Otros docentes viven otro tipo de destierro, una especie de exilio interior. Son disidentes de la comunidad educativa a la que pertenecen, aislados y excluidos simplemente por sublevarse u oponerse a las cada vez más frecuentes imposiciones burocráticas (“aBoerridos”), obligaciones no tipificadas y exigencias extraescolares. Este exilio voluntario representa bien una forma de protesta para evitar la persecución, bien un acto de vergüenza y dignidad frente al abuso de poder o, incluso, una manera de aislarse para poder aprovechar el tiempo para otros asuntos. Estos docentes viven como parias en sus propios centros, pagando un alto precio por pensar y decir lo que piensan, que suele ser lo contrario al canon establecido, siendo obligados a callar y a cumplir las normas (sobre todo las no escritas), amedrentados con continuas presiones que intentan socavar su entereza. Alejados de lo políticamente correcto, humildemente se afanan por ejercer su profesión honradamente y con libertad, cumpliendo con su deber y limitándose a enseñar y a que su alumnado aprenda una materia, contribuyendo a que se forme como una persona crítica, que comprenda y razone y no asuma ni acate. Estos docentes sufren la animadversión de sus superiores y la antipatía de sus compañeros, quedando expuestos a situaciones injustas y represalias. Muchos acaban rindiéndose, pero, como diría el Capitán Alegría en Los girasoles ciegos: “un rendido es un enemigo derrotado, pero sigue siendo un enemigo”. Peores son los que se rindieron y huyeron, convirtiéndose en desertores de la tiza que, por seguir con el símil, son “un enemigo que ha dejado de serlo”.

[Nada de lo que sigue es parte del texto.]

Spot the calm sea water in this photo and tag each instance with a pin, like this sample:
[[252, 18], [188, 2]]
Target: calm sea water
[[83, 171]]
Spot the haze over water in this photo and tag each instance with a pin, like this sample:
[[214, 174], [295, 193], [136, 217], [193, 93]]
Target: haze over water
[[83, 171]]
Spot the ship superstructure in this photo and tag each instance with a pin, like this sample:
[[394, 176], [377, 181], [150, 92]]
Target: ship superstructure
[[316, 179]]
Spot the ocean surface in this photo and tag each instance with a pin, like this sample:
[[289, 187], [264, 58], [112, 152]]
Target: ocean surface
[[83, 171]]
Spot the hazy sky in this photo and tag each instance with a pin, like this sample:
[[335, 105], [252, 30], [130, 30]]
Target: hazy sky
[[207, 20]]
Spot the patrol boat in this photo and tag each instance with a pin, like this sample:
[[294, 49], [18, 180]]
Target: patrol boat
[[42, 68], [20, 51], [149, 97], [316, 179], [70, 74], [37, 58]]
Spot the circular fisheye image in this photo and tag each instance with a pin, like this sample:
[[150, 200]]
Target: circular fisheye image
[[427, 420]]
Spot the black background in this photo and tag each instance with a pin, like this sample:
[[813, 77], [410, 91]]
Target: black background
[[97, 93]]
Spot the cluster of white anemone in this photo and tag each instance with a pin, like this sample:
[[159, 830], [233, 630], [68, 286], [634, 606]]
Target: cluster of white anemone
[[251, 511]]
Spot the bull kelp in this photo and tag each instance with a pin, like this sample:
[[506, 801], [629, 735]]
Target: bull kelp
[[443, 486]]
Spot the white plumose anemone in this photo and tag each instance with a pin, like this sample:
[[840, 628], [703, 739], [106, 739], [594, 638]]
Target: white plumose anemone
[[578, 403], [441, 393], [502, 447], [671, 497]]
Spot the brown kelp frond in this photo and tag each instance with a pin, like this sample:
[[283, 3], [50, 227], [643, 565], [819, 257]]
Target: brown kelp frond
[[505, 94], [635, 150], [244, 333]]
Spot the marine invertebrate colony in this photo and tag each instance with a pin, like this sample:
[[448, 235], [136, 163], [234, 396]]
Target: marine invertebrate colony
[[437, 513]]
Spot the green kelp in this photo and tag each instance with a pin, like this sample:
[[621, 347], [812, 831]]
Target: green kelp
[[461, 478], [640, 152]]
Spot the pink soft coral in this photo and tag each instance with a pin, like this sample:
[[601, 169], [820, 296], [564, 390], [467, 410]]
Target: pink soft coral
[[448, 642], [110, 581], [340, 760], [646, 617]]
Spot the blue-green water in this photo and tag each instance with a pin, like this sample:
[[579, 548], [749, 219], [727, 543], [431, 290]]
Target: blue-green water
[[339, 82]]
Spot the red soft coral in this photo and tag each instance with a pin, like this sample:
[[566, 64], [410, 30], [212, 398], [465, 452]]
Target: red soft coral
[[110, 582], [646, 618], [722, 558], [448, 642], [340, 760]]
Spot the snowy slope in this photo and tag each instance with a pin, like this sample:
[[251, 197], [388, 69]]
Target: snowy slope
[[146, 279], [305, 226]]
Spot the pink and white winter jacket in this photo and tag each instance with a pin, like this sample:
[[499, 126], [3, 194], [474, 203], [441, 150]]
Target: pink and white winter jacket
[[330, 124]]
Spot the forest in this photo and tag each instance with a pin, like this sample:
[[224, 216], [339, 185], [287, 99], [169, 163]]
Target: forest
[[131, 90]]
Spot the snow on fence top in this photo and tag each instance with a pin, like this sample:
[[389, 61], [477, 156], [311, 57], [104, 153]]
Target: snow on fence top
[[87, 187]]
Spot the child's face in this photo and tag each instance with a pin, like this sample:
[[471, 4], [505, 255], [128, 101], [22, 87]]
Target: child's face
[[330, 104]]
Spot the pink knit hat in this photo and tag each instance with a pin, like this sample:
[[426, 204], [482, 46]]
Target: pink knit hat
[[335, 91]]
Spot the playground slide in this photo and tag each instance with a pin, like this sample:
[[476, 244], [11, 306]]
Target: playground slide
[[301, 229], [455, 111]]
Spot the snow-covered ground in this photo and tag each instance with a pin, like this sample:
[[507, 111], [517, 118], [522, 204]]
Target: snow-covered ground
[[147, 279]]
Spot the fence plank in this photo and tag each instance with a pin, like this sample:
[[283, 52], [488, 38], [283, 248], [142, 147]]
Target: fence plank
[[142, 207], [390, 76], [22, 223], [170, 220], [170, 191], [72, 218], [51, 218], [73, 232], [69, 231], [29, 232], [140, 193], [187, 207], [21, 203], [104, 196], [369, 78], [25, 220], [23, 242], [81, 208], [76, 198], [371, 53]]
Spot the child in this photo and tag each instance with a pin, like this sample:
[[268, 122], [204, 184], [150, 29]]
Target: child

Unos y otros forman parte de claustros cada vez más variopintos y cambiantes curso tras curso, condenados a una falta de continuidad que dificulta la coordinación a corto plazo y cualquier planificación a largo plazo, así como el afianzamiento de cualquier plan, proyecto o programa que al final se convierten en meros pasatiempos temporales, consentidos y sin sentido, que desplazan la obsoleta educación formal (y los denostados estudio y esfuerzo), apostando por la educación no formal y por la informal. Pero esa ya es otra cuestión.